In una causa senza testimoni, senza soluzione, il re mette davanti alle pretendenti la esasperata conseguenza della loro pretesa, perché ne venga fuori il cuore. Consapevole che il cuore di una madre è quello oblativo, in cui l’amore è per la libertà del figlio, a sua volta concepito come dono. La madre, secondo ciò che la natura richiede, dà la vita al figlio, e dà la vita per il figlio. Un dover essere che riconosce di essere al servizio della esistenza altrui, nella accoglienza, prima di tutto, e non viceversa. Il Re non pratica ordalie, né magie o incantesimi, né applica norme religiose – confessionali, direbbero i moderni laicisti. Ma, laicamente, ricorre alla spada. E al diritto naturale. Il Re non applica una sua morale, né la morale della maggioranza, ma aspetta che il diritto si manifesti, lo riconosce. Questa è l’attività che più di ogni altra dovrebbe catturare la riflessione del legislatore e dei giuristi: cercare e riconoscere il fondamento, la base oggettiva e razionale delle norme, che risiede primariamente nell’ordine naturale, preesistente alla legge ed al diritto positivo. Per questo Salomone ha chiesto a Dio un cuore docile, perché anzicché imporre il diritto dall’alto, lo sappia, appunto, riconoscere e lasciare scaturire, per così dire, dal basso.

 

Alla minaccia il cuore della vera madre del figlio vivo, che è lei ce lo dice il narratore, che lo sa, si commuove, e freme nella rinuncia: purché egli viva! Non così la rivale: no!
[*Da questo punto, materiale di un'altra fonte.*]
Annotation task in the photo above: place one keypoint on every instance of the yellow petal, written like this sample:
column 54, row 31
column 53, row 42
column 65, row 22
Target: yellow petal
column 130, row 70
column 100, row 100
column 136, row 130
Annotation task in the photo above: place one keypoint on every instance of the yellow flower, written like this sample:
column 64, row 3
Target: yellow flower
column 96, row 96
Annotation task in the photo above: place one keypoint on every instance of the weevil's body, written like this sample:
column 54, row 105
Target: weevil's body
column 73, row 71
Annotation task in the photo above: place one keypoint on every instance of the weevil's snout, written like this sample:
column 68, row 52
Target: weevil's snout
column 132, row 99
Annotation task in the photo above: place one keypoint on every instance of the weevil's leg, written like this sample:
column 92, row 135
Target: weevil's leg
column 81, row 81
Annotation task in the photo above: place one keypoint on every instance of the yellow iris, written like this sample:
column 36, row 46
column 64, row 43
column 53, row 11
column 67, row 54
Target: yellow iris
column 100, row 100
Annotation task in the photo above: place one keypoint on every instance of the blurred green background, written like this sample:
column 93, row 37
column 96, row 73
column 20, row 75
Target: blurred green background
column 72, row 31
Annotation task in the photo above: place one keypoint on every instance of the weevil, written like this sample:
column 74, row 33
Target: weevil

Sia tagliato in due, a ciascuna la sua parte! Il giudizio del re è per la prima, per quella che con la sua condotta, con il suo cuore, ha dimostrato di essere la vera madre del figlio vivo!

 

Ecco, sarebbe interessante ripetere questo giudizio con le coppie vittime del recente ed emblematico scambio di embrioni in una clinica romana. Abbiamo, oggi, madri che pretendono i figli, anche se sono altrui, come la donna che, per trentamila euro, ne ha commissionato uno ad una donna ucraina. Oppure a costo della loro stessa vita, come quella degli embrioni criocongelati o sacrificati ai rituali della fecondazione assistita, orami anche, dopo il pronunciamento della Consulta, liberamente eterologa.

 

Di fronte a questi casi, però, la spada del re moderno non si ferma; la legge non serve la sapienza e la razionalità della legge naturale, come ha saputo fare il Re Salomone. Madri vere e surrogate si dividono i figli in un mercato dove la realizzazione spesso solo sentimentalistica di sé e del proprio io soffoca ogni afflato oblativo in che stava la ineffabile bellezza della maternità, sfolgorante in figure come Gianna Beretta Molla o Chiara Corbello Petrillo. Nello stesso tempo, il diritto, nel rendersi mero registro ed esecutore dei desideri individuali, incapace di cogliere la propria essenza ed involuto, come lo chiamava Natalino Irti in un famoso libro, nel suo nichilismo giuridico, fallisce la propria missione e sprofonda la società in una sempre più marcata frammentazione, insicurezza, confusione, e verso la propria inevitabile dissoluzione.

 

Che ne sarà dei figli, innocenti ricettacoli delle pretese e nevrosi materne, deprivati delle radici, piccoli totem di idolatrie narcisistiche? Non vogliamo, per ora, pensarlo. Preferiamo fermarci a quella spada fermata dal giudizio di Salomone, la Sapienza era in lui per poter rendere giustizia al suo popolo.